La stagionatura del formaggio sul fieno gli da un sapore piacevole e delicato, unico nel suo
genere.
Metodiche di lavorazione
E’ ottenuto da latte vaccino crudo intero.
Il latte è scaldato a 35-38°C. Si aggiunge il caglio liquido (30-35 cc per quintale titolo 1:10.000)
e si attende il tempo necessario alla formazione del coagulo (ottimale 30-40 minuti). La rottura
della cagliata viene effettuata con lira eventualmente conclusa con lo spino, in funzione di
ottenere un grumo di cagliata con dimensione di chicco di riso.

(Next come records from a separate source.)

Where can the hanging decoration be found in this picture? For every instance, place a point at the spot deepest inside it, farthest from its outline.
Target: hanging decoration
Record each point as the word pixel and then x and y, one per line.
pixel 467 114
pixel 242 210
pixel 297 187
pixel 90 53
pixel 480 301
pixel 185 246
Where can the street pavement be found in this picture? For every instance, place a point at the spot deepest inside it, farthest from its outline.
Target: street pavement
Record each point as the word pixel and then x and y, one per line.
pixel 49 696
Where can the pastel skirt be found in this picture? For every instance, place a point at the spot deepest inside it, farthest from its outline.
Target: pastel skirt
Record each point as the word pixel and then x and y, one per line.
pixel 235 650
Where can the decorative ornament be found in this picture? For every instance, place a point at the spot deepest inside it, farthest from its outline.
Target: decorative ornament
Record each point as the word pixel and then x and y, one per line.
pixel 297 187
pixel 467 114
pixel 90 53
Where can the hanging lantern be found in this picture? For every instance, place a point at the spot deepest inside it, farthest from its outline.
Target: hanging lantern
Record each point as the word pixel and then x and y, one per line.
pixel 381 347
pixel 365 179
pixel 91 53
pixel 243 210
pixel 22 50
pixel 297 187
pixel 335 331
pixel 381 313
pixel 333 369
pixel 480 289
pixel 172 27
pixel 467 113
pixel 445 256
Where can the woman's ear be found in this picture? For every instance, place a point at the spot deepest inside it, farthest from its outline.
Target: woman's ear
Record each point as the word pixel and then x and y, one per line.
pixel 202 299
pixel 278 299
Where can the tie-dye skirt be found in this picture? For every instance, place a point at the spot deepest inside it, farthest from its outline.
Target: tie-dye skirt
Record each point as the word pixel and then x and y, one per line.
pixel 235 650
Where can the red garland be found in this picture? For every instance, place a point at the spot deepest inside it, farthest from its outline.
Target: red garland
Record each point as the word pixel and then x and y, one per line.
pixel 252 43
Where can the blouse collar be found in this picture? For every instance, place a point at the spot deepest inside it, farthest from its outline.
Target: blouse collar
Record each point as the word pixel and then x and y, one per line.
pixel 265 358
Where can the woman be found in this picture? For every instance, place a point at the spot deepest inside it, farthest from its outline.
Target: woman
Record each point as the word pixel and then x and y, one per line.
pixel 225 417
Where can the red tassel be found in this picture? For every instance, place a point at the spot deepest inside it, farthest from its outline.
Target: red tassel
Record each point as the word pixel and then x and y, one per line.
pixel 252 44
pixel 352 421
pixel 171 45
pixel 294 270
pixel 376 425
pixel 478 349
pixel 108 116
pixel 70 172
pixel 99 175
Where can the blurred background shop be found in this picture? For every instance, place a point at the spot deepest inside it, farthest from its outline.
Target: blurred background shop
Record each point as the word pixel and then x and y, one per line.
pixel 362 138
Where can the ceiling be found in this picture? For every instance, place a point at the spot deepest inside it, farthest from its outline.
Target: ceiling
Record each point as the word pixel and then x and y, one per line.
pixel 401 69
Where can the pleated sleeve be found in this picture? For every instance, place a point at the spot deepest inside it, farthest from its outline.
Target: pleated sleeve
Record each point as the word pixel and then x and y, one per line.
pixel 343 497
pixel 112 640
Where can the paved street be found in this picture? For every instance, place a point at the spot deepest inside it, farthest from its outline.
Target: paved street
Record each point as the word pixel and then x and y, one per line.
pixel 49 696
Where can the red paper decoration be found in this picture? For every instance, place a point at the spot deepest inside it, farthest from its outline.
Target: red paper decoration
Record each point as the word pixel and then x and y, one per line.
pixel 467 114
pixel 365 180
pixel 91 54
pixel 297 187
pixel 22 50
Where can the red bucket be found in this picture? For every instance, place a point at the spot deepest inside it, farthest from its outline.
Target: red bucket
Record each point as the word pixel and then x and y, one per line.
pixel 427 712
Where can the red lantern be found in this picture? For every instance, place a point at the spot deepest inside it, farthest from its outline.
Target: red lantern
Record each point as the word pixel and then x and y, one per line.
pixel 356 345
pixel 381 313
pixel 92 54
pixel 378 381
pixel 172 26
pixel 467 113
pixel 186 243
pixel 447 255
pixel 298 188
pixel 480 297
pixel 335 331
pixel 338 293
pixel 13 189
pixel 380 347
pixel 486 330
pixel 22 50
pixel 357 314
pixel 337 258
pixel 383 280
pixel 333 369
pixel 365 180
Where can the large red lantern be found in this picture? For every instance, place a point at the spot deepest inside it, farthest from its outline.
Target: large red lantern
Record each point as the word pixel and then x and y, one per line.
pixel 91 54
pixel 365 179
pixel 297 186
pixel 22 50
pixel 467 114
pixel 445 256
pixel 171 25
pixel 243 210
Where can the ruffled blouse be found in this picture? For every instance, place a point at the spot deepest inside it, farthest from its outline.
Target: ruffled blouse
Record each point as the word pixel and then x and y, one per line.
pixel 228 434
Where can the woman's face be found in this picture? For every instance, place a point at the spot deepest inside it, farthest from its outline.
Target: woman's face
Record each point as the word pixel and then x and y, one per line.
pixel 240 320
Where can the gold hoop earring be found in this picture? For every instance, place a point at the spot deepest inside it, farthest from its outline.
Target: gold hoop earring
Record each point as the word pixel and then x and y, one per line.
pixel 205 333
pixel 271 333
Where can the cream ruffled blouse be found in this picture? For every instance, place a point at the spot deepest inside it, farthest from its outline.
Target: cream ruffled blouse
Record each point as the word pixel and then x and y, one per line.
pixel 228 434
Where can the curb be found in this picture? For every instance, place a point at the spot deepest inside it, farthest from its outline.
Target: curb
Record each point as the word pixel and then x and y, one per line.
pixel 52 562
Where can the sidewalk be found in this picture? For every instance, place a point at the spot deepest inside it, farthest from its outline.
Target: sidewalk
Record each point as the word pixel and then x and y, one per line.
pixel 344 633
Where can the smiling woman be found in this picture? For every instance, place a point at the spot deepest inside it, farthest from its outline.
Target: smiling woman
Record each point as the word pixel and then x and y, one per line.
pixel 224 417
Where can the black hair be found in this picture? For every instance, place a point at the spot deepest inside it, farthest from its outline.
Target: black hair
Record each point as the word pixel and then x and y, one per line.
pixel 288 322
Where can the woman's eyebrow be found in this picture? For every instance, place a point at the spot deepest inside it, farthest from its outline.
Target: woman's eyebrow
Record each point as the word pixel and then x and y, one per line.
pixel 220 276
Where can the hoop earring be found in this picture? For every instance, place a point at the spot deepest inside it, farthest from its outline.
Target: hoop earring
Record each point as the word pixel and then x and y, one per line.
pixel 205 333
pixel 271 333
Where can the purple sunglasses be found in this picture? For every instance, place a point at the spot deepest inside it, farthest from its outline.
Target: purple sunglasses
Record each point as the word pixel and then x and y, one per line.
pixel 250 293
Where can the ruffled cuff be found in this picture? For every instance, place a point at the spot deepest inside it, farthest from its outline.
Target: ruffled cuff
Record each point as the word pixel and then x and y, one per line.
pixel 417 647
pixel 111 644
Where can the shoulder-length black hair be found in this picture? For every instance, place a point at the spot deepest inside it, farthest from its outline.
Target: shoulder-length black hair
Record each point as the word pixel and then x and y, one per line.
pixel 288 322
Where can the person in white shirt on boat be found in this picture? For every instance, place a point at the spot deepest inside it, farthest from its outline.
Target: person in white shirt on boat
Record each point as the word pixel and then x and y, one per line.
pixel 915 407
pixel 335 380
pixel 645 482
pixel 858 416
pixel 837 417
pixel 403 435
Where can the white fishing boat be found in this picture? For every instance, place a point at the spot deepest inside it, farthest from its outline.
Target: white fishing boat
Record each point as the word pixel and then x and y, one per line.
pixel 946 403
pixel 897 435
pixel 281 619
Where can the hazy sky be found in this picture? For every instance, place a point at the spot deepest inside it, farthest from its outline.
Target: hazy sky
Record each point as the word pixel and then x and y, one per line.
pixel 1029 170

Non viene effettuata la cottura della cagliata, ma per accelerane lo spurgo durante e dopo la
rottura la massa, siero più cagliata , viene mantenuta in movimento per 15-20 minuti.
La cagliata a questo punto, viene così scaricata in grossi stampi per permettervi un primo spurgo,
successivamente viene da qui estratta, rimpastata e posta a sgrondare in tele, dove vi resteranno a
spurgare per circa 24 ore prima di essere messe in sale.
La salatura viene effettuata in salamoia o a secco con sale grosso.
La salamoia viene preparata come soluzione satura acqua più sale, mettendovi in infusione del
fieno ottimamente essiccato e conservato, recuperato in alpeggi montani (altitudini superiori ai
1500 m).
Le forme tolte dalla salina, vengono riposte nelle celle di stagionatura su assi in legno ricoperte di
fieno, e stagionate per un periodo non inferiore ai 60 gg.